As we were preparing to set off on our India trip last month
(earlier posts here and here) , sitting in a local airport, I happened to be
reading a story in The Economist which referred to India as “the world’s most
religious country.” I let those words flow
through my brain and settle somewhere in a back recess, not sure of what to
make of them. Is that true? How can we know if a particular country is
the world’s “most religious”? And how does India compare to China in this regard?
(Cross posted on CDT)
The characterization returned to me
as we traveled through several states. We went to a couple of Jain temples, one frequented by successful
businessmen in busy Mumbai and the other the magnificent Ranakpur Temple:
We also saw
innumerable Hindu temples and shrines, large and small, ornate and plain. I was most taken with the small, road-side
shrines, obviously frequented daily by many, many believers, dedicated to one
of the numerous Hindu gods: Hanuman,
expressed as a monkey, or Ganesha, the elephant-headed son of Shiva, others:
Most mornings we were woken by the
Muslim call to prayer.
In short,
it is true that religion, in many forms, is widely practiced in India and, I would venture, such practices are more deeply ingrained into the
daily life of more people there than is the case for the different religious
environment in China. India, then, may well have a claim to being the world’s most religious country; China does not.
Right away, however,
we must accept qualifications to any comparison of contemporary religious
practice in China and India. While it is true that the twentieth century
was especially unkind to religion in China,
we should not believe that China is inescapably irreligious. Anti-Confucian May 4th modernizers
turned away from “superstition” and embraced “Mr. Science and Mr.

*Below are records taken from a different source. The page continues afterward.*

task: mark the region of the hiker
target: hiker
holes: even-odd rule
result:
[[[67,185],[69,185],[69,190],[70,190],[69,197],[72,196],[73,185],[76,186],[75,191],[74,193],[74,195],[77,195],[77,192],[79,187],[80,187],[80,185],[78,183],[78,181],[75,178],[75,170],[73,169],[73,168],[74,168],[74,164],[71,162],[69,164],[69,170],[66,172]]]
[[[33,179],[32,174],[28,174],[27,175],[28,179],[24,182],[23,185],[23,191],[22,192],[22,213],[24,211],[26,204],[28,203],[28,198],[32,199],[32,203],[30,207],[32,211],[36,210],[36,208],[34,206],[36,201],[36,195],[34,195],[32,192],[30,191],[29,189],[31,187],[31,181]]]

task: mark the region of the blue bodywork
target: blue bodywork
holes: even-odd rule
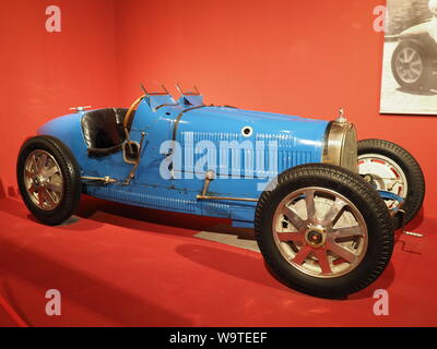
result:
[[[231,218],[234,226],[248,228],[253,225],[256,202],[197,197],[202,193],[205,171],[216,172],[208,195],[258,198],[275,174],[297,165],[321,163],[328,127],[328,121],[322,120],[203,106],[201,96],[182,96],[177,103],[169,95],[145,96],[130,131],[131,141],[138,143],[144,133],[141,160],[134,179],[122,185],[133,165],[123,160],[122,152],[88,156],[81,128],[84,113],[54,119],[38,133],[63,142],[74,155],[82,177],[108,176],[118,180],[106,185],[85,181],[86,194],[142,207]],[[243,130],[250,132],[245,134]],[[223,142],[238,142],[247,148],[239,155],[226,148],[214,153],[213,148],[221,149]],[[179,147],[175,147],[176,143]],[[179,163],[175,160],[176,153]],[[277,158],[276,166],[271,161],[273,157]],[[225,166],[226,158],[229,166]],[[261,164],[262,159],[265,164]],[[170,177],[165,178],[162,169],[168,166]]]

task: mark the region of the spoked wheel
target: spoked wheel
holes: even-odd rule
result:
[[[63,196],[63,178],[56,159],[45,151],[33,151],[24,167],[24,184],[32,202],[44,210],[58,207]]]
[[[79,204],[78,164],[68,147],[55,137],[36,136],[23,144],[16,180],[27,208],[44,224],[61,224]]]
[[[405,222],[415,217],[425,196],[425,179],[415,158],[401,146],[383,140],[358,142],[358,171],[374,188],[404,200]],[[399,202],[386,201],[389,209]],[[399,228],[399,227],[395,227]]]
[[[414,43],[401,43],[393,52],[391,69],[397,82],[404,88],[427,87],[429,60]]]
[[[358,208],[339,192],[310,186],[288,194],[273,217],[282,255],[316,277],[354,269],[367,251],[367,226]]]
[[[285,171],[256,210],[260,250],[290,287],[342,298],[370,285],[389,263],[393,228],[378,192],[336,166]]]

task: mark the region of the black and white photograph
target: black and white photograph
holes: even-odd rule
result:
[[[388,0],[381,113],[437,115],[437,0]]]

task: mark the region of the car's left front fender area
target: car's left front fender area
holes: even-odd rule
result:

Democracy. The Maoist regime brutally assaulted
practitioners of virtually all religions: Buddhism, Christianity, religious
Taoism, Islam. But, for all of the
repression, religion has come back into Chinese life since the economic and
social-cultural opening that began in 1979. Or, to put it another way, religion never went away but is in a better
position to express itself now. Religion, in other words, is a part of many
Chinese lives today.
But the
general impression that India is “more religious” than China may still hold. This might best be seen
in the modern, urban elites.
In India, Jains
and Parsis are very much in evidence in the business sector. Jains, whose fervent non-violence turns them
away from much conventional agriculture, have a significant presence in the world
diamond trade. Parsis, though today faced with serious questions about how to maintain their distinct religion, have long been key players in Indian business. And Hinduism is, I believe, sufficiently flexible and tolerant to adapt to the changing conditions of globalization. What I learned of Hinduism in the last few months is that it encourages personal choice in deciding which god or gods to make primary in one’s ritual practice. There is no singular liturgy or orthodoxy that absolutely must be practiced. Indeed, some religious scholars suggest that Hinduism is better understood not as a single religion but as a universe of various religious ideas and possibilities. If you want to make Lakshmi, the goddess of wealth, your primary object of worship, (which might fit nicely with global capital) that is fine. Thus, from a variety of perspectives, urban, technologically savvy, globally mobile and modernized Indians can, and do, comfortably reconcile their worldly behavior with their spiritual beliefs.
My sense (and I could be wrong here) is that there is less tendency among contemporary Chinese capitalists and cosmopolitans to turn to religion or spirituality. Stories about about moral collapse and anxiety are still quite common in China. The Confucian revival, and the success of Yu Dan, reflect the search for something meaningful, something spiritual, something, it would seem, religious. But a significant part of that search moves in a more secular and rationalist direction. As I have argued elsewhere, Confucianism – and perhaps philosophical Taoism – can be interpreted in non-religious ways. That is not to say they can never be religious, but just that they don’t have to be religious. Scientific rationalism can, and does, serve certain religious purposes as well (i.e. as a source of meaning for some) In short, a significant portion of the answers to the moral crisis in China are not religious. It is likely, then, that religion will not expand in China to an extent equal to the cultural space it now occupies in India.
Don’t get me wrong – religion is growing, and growing in a big way, in China right now. But if I were to bet, I would put my money on the proposition that China, twenty five years from now, will still not be as religious as India.